Tra i modelli in esposizione spiccano delle suole con il tacco da uomo indossate in Europa durante il diciassettesimo secolo, e delle scarpe nuziali indiane risalenti all’800 senza lacci o stringhe, ma con una sorta di chiodino da tenere stretto tra alluce e illice, e ancora le ballerine disegnate nel 1948 per Moira Schearer nel film “Scarpette rosse”.  Chiunque abbia provato almeno una volta nella vita il piacere e il dolore che segue l’acquisto di un paio di scarpe troppo strette o estremamente alte, e quindi difficili da portare, resterà sicuramente catturato dai modelli esposti nell’esibizione. La storia del footwear, del resto, è abituata alle stravaganze.

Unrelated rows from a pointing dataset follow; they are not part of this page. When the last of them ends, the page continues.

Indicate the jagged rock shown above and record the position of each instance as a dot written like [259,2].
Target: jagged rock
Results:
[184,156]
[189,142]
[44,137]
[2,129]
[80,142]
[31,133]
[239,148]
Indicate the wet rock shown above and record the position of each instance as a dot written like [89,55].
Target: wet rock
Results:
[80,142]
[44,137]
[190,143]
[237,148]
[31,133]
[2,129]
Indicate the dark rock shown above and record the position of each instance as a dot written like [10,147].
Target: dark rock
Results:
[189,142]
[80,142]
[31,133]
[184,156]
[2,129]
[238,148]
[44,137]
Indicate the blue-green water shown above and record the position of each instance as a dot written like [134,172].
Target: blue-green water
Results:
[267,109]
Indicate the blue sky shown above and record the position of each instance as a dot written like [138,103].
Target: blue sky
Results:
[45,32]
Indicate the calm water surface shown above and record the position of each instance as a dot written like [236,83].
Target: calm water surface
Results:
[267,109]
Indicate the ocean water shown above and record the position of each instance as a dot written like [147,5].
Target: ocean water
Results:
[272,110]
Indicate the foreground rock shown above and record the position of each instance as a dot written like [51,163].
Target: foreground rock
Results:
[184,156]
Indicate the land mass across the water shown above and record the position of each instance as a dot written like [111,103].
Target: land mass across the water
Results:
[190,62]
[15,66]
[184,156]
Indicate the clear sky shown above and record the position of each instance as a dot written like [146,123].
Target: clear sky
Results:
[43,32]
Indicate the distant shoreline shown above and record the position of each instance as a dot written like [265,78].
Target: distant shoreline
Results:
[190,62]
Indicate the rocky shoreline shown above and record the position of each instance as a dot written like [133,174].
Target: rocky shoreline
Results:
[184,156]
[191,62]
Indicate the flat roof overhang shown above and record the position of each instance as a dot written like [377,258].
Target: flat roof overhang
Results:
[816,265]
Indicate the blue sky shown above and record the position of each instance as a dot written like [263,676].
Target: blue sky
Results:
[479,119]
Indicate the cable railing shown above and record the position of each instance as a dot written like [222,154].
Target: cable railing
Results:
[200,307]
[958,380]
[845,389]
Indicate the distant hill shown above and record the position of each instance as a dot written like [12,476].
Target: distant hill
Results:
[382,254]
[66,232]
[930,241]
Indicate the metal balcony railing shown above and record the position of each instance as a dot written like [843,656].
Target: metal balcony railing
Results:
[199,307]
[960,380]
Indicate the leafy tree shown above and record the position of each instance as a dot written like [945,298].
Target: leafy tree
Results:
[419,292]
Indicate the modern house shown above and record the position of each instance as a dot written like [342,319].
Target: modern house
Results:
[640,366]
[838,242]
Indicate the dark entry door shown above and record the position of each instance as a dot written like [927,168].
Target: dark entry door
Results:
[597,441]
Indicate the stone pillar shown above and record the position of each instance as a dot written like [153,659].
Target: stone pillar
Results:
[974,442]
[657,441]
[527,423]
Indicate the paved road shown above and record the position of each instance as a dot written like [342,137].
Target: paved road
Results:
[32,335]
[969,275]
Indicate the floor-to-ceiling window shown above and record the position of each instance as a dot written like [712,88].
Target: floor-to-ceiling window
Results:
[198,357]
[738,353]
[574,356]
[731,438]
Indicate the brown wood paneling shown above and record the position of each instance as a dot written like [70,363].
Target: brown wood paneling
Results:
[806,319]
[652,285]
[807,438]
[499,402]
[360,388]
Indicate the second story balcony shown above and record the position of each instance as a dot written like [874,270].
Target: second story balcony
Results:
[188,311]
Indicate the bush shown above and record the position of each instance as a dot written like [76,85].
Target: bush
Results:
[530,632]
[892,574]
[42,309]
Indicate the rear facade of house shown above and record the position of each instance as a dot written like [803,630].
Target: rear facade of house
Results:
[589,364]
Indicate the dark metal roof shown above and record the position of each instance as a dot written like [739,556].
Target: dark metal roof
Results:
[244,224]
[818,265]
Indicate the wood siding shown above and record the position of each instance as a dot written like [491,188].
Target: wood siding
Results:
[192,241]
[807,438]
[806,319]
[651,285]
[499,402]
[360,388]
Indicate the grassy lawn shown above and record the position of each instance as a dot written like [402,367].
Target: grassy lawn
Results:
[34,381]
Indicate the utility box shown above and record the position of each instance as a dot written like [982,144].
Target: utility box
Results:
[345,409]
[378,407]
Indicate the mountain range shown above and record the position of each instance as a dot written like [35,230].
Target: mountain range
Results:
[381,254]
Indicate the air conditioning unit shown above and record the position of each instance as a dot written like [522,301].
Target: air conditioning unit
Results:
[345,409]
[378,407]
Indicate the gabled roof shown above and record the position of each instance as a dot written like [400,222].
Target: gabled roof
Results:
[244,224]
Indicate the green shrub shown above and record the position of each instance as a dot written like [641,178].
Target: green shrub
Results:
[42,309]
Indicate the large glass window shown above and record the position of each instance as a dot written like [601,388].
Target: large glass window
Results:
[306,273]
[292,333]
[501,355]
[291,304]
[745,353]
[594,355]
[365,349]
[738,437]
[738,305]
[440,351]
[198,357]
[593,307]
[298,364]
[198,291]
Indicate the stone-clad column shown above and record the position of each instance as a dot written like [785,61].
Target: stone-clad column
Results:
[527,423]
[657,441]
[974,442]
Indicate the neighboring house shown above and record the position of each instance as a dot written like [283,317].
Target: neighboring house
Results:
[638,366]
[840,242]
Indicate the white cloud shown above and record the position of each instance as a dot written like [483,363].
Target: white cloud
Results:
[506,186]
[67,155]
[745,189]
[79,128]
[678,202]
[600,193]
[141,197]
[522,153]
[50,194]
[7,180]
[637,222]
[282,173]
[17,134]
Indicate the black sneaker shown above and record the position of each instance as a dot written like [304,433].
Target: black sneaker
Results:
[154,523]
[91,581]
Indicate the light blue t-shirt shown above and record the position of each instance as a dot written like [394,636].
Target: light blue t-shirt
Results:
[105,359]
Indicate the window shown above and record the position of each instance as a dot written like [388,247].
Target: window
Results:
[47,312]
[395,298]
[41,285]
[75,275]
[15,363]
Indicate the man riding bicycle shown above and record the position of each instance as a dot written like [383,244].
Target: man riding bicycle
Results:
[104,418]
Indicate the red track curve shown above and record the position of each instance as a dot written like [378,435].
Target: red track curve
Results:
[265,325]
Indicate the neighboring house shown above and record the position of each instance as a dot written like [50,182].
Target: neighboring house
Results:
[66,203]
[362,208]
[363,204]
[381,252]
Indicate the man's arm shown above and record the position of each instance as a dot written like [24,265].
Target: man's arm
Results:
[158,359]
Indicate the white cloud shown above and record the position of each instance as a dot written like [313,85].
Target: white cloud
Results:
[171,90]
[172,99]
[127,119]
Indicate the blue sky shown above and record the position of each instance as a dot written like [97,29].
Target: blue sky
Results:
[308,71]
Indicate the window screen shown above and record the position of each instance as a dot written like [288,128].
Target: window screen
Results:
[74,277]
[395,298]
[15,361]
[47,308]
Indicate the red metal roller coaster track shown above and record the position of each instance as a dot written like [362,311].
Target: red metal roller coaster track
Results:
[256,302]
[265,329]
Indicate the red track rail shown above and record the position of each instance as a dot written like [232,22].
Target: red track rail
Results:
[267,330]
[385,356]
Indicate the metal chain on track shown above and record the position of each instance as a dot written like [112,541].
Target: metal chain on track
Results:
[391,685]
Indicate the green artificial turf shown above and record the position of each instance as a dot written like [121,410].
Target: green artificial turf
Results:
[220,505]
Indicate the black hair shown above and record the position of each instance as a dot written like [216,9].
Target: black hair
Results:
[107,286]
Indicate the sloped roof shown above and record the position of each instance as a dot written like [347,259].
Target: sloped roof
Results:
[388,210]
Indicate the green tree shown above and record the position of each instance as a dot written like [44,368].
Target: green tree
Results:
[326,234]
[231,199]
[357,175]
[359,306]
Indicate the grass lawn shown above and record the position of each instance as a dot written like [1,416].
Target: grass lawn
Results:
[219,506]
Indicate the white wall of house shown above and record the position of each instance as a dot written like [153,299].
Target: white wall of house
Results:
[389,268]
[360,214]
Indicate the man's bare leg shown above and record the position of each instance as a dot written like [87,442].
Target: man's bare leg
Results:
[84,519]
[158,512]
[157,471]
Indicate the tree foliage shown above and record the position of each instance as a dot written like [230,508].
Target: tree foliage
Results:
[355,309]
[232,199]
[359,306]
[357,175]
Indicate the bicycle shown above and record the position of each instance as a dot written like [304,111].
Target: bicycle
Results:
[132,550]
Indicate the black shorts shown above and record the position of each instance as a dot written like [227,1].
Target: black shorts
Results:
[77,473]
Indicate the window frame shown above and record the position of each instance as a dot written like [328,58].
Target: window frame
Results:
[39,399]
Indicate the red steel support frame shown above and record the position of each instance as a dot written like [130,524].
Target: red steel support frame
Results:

Un esempio su tutte, la “Ballerina Ultima” di Christian Louboutin, il tacco più alto mai creato dal celebre soulier francese, realizzato nel 2007 per il regista David Lynch in occasione della mostra “Fetish” allestita a Parigi.

La mostra londinese non ospiterà solo calzature contemporanee, ma anche modelli antichi, tra i quali spiccano un paio di sandali risalenti all’antico Egitto decorati con foglie in oro puro.  In mostra saranno esposti anche bozzetti, materiali, decorazioni e i prototipi creati da diverse case di moda, stilisti e colossi del low cost, come quelli di H&M, di Rayne per la Principessa Diana e i modelli realizzati da Roger Vivier per Christian Dior.  “Shoes: Pleasure and Pain” spalanca anche una finestra al futuro dello shoes design, proponendo modelli sperimentali nei materiali e nelle forme, come i sandali “Nova” realizzati dall’architetto Zaha Hadid con sedici centimetri di tacco, e le `Invisible Naked´ di Andreia Chaves, sorta di ibrido tra la stampa 3D e l’artigianalità del pellame. L’ultima sezione dell’esibizione include inoltre sei collezioni private appartenenti ad alcune fortunate `pasionarie´ delle scarpe estreme.